Причиной столь невероятного возбуждения стал выход книги “Доктор Фаустус. Жизнь немецкого композитора Адриана Леверкюна, рассказанная его другом”. Томас Манн, писатель с особенным пристрастием к музыке, бежал из ада гитлеровской Германии в неспокойный рай Лос-Анджелеса, присоединившись к другим европейским художникам в ссылке. Близость к таким прославленным фигурам, как Шенберг и Стравинский, вдохновила Манна на “роман о музыке”, в котором современный композитор сочиняет эзотерические шедевры и в конце жизни впадает в безумие, вызванное сифилисом.
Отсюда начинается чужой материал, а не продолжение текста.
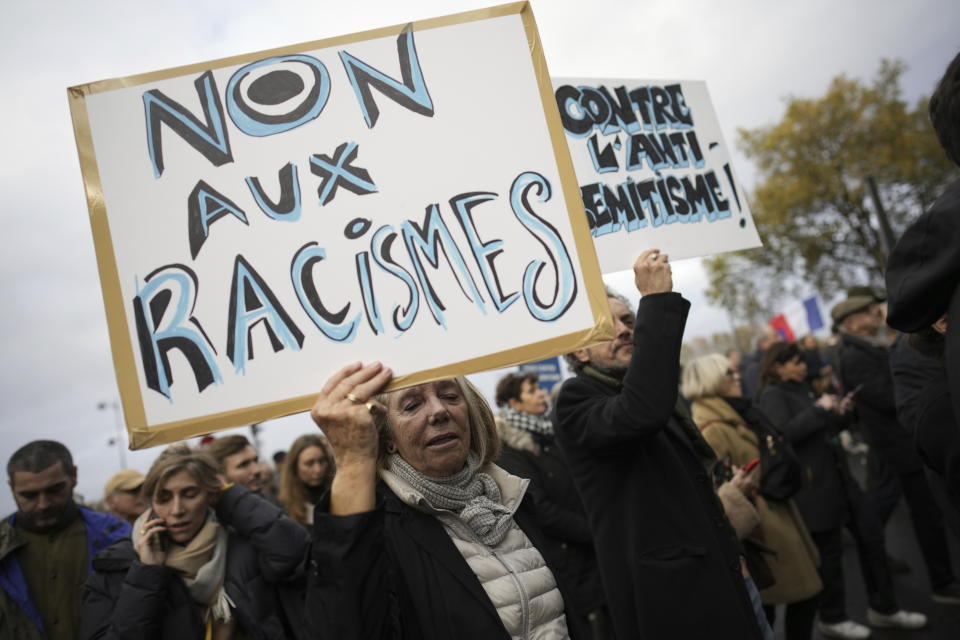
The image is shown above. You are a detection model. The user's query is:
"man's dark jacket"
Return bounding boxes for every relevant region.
[306,483,584,640]
[556,293,761,640]
[0,507,130,640]
[80,485,309,640]
[890,335,960,517]
[840,333,923,474]
[757,382,859,531]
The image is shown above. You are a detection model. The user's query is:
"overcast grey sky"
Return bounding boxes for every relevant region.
[0,0,960,513]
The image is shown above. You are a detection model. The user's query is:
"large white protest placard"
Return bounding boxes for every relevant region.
[69,3,611,447]
[553,78,760,273]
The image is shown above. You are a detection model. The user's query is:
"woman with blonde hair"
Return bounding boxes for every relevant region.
[280,433,336,526]
[682,354,823,640]
[305,363,577,640]
[80,445,309,640]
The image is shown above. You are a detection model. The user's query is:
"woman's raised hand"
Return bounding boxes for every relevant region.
[310,362,393,515]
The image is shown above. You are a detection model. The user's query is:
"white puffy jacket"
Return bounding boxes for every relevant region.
[380,464,569,640]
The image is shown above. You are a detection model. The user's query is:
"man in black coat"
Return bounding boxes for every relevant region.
[555,250,769,640]
[890,332,960,536]
[886,55,960,524]
[831,296,960,604]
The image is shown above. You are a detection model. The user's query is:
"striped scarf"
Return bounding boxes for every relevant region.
[387,452,513,547]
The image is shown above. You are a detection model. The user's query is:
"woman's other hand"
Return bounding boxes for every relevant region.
[730,465,760,498]
[814,393,840,413]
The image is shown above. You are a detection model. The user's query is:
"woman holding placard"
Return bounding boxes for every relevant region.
[306,363,570,640]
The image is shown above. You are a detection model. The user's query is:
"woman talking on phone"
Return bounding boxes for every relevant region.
[80,445,308,640]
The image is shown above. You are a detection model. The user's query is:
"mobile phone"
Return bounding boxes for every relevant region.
[147,511,167,551]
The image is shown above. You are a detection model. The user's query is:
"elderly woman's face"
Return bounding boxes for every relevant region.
[152,471,212,544]
[387,380,470,478]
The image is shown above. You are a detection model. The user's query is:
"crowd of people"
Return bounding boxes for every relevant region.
[0,51,960,640]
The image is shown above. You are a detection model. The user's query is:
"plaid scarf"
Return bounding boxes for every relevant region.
[500,407,553,438]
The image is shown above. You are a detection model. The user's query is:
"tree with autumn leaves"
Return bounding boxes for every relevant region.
[704,60,956,325]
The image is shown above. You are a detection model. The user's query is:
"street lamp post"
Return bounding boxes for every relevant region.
[97,401,127,469]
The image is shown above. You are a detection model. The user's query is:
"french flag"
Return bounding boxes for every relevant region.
[769,296,826,342]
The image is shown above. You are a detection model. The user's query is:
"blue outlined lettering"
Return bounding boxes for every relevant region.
[310,142,377,207]
[133,264,223,401]
[580,170,730,237]
[227,254,303,374]
[450,191,520,313]
[340,23,433,129]
[245,162,300,222]
[143,71,233,178]
[400,204,486,329]
[355,251,383,335]
[187,180,250,260]
[370,225,420,333]
[554,84,693,138]
[510,171,577,322]
[226,54,330,138]
[290,242,360,343]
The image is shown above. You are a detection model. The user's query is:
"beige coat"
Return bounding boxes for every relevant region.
[692,398,823,604]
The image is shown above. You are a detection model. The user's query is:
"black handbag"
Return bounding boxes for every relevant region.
[757,424,803,500]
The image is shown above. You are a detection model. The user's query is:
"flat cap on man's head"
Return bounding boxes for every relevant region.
[103,469,145,498]
[830,296,877,324]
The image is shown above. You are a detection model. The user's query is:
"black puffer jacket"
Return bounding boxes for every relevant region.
[80,485,309,640]
[757,382,856,531]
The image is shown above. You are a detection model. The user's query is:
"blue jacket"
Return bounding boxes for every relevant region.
[0,507,130,637]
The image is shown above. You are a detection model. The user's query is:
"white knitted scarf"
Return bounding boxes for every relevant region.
[387,453,513,547]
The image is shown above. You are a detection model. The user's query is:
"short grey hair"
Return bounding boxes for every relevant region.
[563,286,631,373]
[681,353,730,402]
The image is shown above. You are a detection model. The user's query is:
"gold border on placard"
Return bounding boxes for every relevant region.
[67,2,613,449]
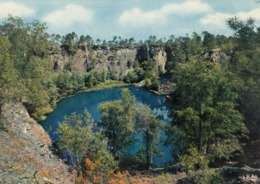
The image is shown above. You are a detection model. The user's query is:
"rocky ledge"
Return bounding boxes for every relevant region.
[0,104,73,184]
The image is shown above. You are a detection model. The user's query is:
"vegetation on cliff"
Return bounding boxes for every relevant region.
[0,16,260,183]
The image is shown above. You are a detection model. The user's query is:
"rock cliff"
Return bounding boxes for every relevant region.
[0,104,72,183]
[50,45,167,79]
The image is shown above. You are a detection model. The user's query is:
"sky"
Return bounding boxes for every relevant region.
[0,0,260,40]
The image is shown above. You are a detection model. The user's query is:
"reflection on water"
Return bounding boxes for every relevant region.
[41,86,172,165]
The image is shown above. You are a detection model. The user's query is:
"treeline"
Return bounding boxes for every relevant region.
[57,88,163,183]
[0,16,260,183]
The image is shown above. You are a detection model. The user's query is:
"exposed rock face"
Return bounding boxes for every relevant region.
[0,104,72,183]
[51,45,167,79]
[136,45,167,72]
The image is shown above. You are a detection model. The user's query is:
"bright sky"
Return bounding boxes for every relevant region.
[0,0,260,40]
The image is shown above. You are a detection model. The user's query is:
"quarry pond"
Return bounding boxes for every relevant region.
[41,86,173,166]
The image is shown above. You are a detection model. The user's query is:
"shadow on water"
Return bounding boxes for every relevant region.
[41,86,173,166]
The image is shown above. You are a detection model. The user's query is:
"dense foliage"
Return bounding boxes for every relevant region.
[0,16,260,183]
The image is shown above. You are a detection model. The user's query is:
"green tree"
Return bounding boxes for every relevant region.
[170,62,247,161]
[227,17,260,138]
[0,35,24,106]
[135,105,162,169]
[98,88,135,160]
[57,111,116,176]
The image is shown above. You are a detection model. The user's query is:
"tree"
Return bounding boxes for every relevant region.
[227,17,260,138]
[170,62,247,161]
[202,31,215,52]
[0,35,24,106]
[57,111,116,178]
[98,88,135,160]
[135,105,162,169]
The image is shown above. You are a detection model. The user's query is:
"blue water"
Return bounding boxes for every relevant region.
[41,86,173,165]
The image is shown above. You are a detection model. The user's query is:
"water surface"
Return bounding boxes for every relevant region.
[41,86,172,165]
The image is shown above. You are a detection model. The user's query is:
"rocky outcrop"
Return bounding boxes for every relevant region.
[136,45,167,73]
[50,45,167,79]
[0,104,72,183]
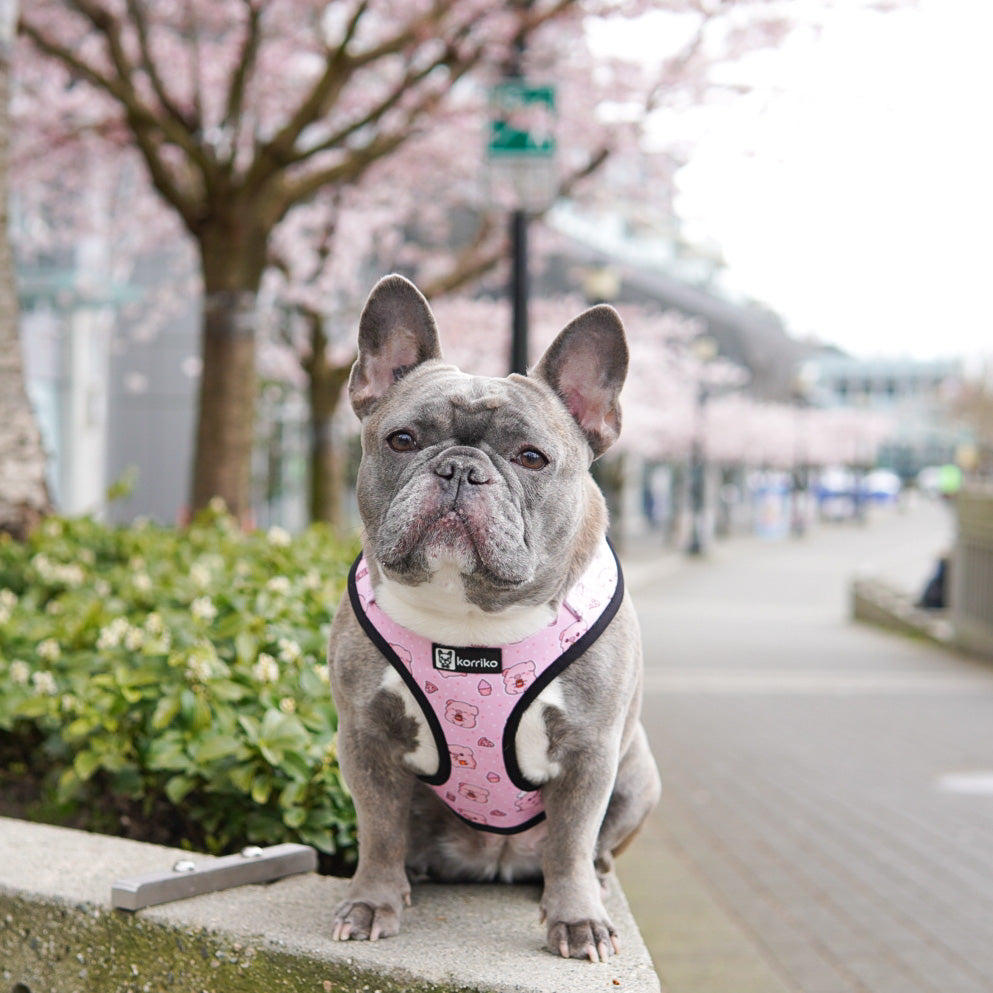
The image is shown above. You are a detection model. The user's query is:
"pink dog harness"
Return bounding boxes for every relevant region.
[348,540,624,834]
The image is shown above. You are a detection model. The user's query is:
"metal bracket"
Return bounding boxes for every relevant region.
[110,844,317,910]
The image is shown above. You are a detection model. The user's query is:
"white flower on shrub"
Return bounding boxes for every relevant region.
[278,638,303,664]
[190,562,210,590]
[190,596,217,624]
[0,590,17,624]
[266,524,293,548]
[38,638,62,662]
[252,652,279,683]
[31,671,59,696]
[124,624,145,652]
[97,617,131,652]
[31,552,86,588]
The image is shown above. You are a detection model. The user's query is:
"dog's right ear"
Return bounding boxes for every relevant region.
[348,276,441,419]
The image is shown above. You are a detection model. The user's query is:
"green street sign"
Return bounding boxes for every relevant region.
[486,79,555,159]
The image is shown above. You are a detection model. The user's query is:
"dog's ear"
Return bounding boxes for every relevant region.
[530,304,628,459]
[348,276,441,418]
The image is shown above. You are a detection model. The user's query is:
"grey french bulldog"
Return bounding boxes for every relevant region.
[329,276,660,962]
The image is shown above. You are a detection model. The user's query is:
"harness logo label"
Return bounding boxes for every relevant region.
[431,644,503,673]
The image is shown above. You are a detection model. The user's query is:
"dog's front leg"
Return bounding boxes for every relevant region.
[541,762,619,962]
[332,741,414,941]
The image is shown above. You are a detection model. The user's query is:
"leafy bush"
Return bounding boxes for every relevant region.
[0,508,355,867]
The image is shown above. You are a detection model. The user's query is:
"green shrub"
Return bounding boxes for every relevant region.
[0,508,355,860]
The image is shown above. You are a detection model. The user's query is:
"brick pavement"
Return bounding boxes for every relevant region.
[619,504,993,993]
За консультациями Манн обратился к Теодору Адорно, который учился вместе с учеником Шенберга Альбаном Бергом и тоже был частью эмигрантского сообщества Лос-Анджелеса.

Манн не скрывал, что рассматривает современную музыку с точки зрения просвещенного любителя, которому интересно, что же произошло с “потерянным раем” немецкого романтизма. Манн был на премьере Восьмой симфонии Малера в 1910 году. Он встречался с композитором, трепетал перед ним. Примерно тридцать лет спустя Манн видел, как Шенберг, протеже Малера, представляет свою “чрезвычайно сложную”, но “стоящую того” музыку небольшой группе поклонников в Лос-Анджелесе. Во многих словах роман задает один вопрос: “Что пошло не так?”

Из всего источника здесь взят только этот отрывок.